The GrowSmarter project, funded under the EU’s Horizon 2020 Smart Cities and Communities programme, ran for five years and involved three Lighthouse cities (Stockholm, Barcelona, Cologne) and five Follower cities (Valletta, Suceava, Porto, Cork, Graz). Its main goal was to demonstrate smart city solutions across energy, infrastructure, and mobility sectors, with an integrated approach to economic, social, and environmental sustainability.

The project’s twelve solutions were grouped into three pillars:

1. Low Energy Districts

Energy use in buildings accounts for ~40% of total EU energy demand. GrowSmarter tackled this with innovative refurbishment techniques, targeting older building stock with:

• Smart shell refurbishment: Upgraded over 120,000 m² of residential and tertiary floor space using insulation, low U-value windows (down to 0.7), and wastewater heat exchangers. Stockholm achieved 64% annual energy savings; Cologne 37%; Barcelona 30%.

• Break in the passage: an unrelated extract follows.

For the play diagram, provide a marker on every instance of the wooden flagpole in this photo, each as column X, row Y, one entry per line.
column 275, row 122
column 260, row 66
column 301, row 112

• Smart Home Energy Management Systems: These guided tenant behavior and showed up to 15% savings in electricity use. Tailored engagement strategies were critical for adoption, especially among elderly or tech-wary tenants.

• Waste heat recovery and district heating: Innovative business models allowed the purchase of waste heat from supermarkets and data centers, which in Stockholm, could heat up to 1,000 apartments. This measure alone could save 200 GWh annually if scaled.

Economic feasibility varied by climate and building size, with cold climates offering higher ROI due to greater energy savings.

2. Integrated Infrastructures

GrowSmarter explored the synergy between traditionally siloed urban systems (energy, waste, transport, communication) using digital tools and IoT:

• Smart street lighting: LED lighting controlled via sensors, timers, and remote access achieved up to 31% energy savings. Posts doubled as telecom sites, EV chargers, or public Wi-Fi points.

• Smart waste collection: Optical sorting systems using colored bags and underground piping reduced traffic by 90% and CO₂ emissions by 71%. Recyclable fractions increased and residual waste fell by 66%. Biogas from organic waste powered local public transport.

• Big Open Data Platforms: City-wide systems in Cologne (UrbanPULSE), Stockholm, and Barcelona enabled real-time monitoring, scenario simulations, and citizen feedback loops. Barcelona’s platform operated as Platform-as-a-Service, offering a marketplace for new urban services and applications.

Challenges included data protection (GDPR compliance), organisational alignment across city departments, and ensuring economic feasibility in early adoption stages.

3. Sustainable Urban Mobility

Cities trialed various smart mobility approaches to reduce transport emissions and increase accessibility:

• Last-mile delivery: Cargo bikes and delivery rooms reduced fossil-fuel use and urban congestion. For instance, Stockholm’s delivery rooms allowed 24/7 parcel drop-offs via smart locks, replicated later by PostNord.

• Shared mobility: Car and cargo bike-sharing, enabled by green parking indexes and subsidies, replaced up to 46% of private vehicles in Cologne. A 73% CO₂ reduction was achieved in car-sharing fleets.

• Charging and renewable fuels: Charging points for electric vehicles (EVs) were installed across all cities. Despite current financial unsustainability, they were seen as essential for EV adoption.

• Mobility stations: Integrated mobility hubs in Cologne offered public transport, car sharing, bike sharing, and dynamic parking. These stations served as testbeds for “Mobility-as-a-Service” models.

Success relied on early stakeholder involvement, strategic placement, and favorable local regulations.

Key Recommendations

• For EU and national governments: Standardize regulations to support energy communities, local energy generation, and open data sharing. Consider mandating waste heat reuse.

• For local governments: Focus on long-term planning and stakeholder engagement; implement green procurement policies; use subsidies and planning tools like the green parking index.

• For companies: Ensure technology readiness, respect data privacy, and develop scalable business models. Cooperation with municipalities is essential for success.

• Cross-sectoral: Promote citizen awareness and participation. Combine energy, mobility, and digital infrastructure in smart urban planning. Pilot projects should aim for replication and market readiness.

The GrowSmarter project successfully demonstrated that integrated smart city solutions can offer real, measurable benefits in reducing emissions, improving quality of life, and creating viable business models. While many challenges remain, especially in economic scalability and regulatory alignment, the project provides a strong foundation for replication across Europe.